Ces intérêts contradictoires expliquent, sur ce sujet comme sur d’autres, les positions différentes affichées par les gouvernements européens. L’Allemagne et l’Espagne, notamment, sont favorables à la ratification, tandis que la Pologne y est opposée. En France, les dirigeants politiques, du RN à LFI, sont unanimes pour dénoncer, en public, les méfaits de ce traité et se poser en défenseurs de l’agriculture tricolore. Cela leur permet de désigner le bœuf argentin ou le soja brésilien comme les principaux responsables des difficultés économiques d’une fraction des agriculteurs, en oubliant que ces derniers sont surtout étranglés par Lactalis ou Bigard, des agro-industriels bien français.
Ces postures protectionnistes n’ont pas empêché les gouvernements qui se succèdent depuis 25 ans de négocier en coulisse le contenu de ce traité de libre-échange, pour défendre les intérêts des capitalistes européens qui lorgnent le vaste marché du Mercosur. Ainsi Macron, qui a demandé ces derniers jours « un report de l’examen du traité », le défendait en 2019 en affirmant : « cet accord est bon pour nos entreprises et nos emplois ».

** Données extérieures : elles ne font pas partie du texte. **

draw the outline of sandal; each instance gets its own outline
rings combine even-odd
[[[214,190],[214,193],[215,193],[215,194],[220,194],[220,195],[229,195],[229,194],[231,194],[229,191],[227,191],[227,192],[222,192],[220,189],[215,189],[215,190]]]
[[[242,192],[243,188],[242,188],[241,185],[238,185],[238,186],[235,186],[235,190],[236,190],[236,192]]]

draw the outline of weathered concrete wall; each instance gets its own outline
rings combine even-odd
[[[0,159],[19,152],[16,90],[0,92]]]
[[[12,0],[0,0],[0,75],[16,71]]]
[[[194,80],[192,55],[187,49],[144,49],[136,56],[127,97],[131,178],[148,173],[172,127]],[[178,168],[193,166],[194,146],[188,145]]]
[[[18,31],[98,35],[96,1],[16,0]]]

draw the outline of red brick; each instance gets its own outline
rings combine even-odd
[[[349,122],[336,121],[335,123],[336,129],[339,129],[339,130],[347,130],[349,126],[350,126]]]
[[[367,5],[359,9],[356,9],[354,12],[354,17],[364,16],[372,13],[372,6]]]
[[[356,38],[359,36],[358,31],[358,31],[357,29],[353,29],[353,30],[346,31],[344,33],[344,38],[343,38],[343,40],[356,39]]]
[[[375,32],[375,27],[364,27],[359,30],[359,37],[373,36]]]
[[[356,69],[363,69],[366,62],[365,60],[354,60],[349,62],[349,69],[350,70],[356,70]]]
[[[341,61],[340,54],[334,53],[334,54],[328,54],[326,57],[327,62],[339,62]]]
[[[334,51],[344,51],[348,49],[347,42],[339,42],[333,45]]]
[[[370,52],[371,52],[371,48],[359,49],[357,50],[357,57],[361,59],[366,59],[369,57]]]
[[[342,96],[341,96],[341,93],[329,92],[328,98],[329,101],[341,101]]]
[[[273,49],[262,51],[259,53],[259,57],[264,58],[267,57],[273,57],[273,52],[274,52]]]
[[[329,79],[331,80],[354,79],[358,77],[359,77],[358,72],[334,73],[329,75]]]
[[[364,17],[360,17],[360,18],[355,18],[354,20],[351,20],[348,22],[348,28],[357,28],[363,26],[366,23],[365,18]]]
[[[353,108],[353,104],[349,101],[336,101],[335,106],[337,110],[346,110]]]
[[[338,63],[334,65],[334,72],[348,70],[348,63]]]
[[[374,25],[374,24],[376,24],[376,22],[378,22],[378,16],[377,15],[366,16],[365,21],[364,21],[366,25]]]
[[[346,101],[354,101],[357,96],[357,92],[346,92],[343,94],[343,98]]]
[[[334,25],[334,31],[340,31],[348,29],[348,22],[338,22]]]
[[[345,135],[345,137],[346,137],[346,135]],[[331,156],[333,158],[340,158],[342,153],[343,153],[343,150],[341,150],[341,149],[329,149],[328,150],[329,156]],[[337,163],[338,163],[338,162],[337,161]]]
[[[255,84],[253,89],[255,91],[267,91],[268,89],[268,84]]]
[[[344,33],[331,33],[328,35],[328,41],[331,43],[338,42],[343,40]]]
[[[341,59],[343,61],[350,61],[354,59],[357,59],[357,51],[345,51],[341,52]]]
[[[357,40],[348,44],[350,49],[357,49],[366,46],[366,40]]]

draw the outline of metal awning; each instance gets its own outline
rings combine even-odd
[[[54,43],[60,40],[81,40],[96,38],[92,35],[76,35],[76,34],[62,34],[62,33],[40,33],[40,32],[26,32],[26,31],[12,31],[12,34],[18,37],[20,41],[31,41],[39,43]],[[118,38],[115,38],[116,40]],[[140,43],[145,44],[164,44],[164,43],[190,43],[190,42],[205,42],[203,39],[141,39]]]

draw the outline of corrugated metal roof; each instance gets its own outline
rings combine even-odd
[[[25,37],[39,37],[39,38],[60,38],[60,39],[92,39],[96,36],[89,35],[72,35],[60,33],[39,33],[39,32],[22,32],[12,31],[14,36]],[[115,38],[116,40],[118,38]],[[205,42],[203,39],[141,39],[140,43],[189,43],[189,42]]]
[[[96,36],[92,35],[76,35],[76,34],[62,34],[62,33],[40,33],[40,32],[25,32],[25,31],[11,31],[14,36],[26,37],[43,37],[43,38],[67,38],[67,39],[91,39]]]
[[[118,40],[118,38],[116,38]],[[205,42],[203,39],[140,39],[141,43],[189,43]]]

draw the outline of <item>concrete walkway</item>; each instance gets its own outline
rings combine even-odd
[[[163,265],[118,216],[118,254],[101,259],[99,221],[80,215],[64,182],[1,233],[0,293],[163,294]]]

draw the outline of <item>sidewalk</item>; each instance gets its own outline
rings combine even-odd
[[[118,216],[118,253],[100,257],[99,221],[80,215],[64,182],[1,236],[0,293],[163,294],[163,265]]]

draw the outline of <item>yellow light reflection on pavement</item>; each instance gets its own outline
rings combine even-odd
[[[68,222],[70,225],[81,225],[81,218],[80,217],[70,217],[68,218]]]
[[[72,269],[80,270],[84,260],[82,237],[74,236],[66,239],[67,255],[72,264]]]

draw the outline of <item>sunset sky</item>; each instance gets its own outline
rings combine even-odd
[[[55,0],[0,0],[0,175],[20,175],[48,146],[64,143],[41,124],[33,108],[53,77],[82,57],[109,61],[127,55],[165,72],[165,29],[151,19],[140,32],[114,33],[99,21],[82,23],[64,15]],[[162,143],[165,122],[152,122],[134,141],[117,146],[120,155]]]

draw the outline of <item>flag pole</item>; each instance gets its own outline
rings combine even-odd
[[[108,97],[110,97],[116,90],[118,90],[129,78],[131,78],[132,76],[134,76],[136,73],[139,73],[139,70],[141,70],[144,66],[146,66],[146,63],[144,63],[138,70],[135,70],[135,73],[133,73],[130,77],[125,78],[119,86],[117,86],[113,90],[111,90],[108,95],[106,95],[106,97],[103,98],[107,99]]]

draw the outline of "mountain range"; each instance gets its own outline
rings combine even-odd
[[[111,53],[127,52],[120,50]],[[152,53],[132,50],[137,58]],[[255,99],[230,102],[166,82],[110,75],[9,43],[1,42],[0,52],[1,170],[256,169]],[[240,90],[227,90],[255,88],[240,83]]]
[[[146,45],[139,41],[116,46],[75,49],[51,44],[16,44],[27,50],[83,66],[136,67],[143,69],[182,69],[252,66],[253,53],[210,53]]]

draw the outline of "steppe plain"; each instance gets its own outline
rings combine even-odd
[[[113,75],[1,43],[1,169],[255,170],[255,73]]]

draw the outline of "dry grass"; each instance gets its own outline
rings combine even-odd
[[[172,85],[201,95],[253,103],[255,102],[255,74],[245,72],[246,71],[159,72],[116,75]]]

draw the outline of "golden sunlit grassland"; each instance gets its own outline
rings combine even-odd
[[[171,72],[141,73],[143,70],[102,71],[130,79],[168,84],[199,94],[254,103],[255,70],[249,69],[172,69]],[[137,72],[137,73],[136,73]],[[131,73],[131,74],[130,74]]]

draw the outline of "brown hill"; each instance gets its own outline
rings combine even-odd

Les travailleurs, les consommateurs, les petits producteurs n’ont pas à choisir entre le libre-échange et le protec- tionnisme. Sous le pouvoir des capitalistes, ils seront de toute façon pressurés pour être toujours plus productifs et pour payer leur nourriture ou leur voiture. Ils risqueront aussi d’être empoisonnés, que ce soit par les PFAS français ou par du bœuf brésilien traité aux antibiotiques. Quant aux petits producteurs, ils continueront de risquer la faillite, étranglés avant tout par les rois de la jungle capitaliste.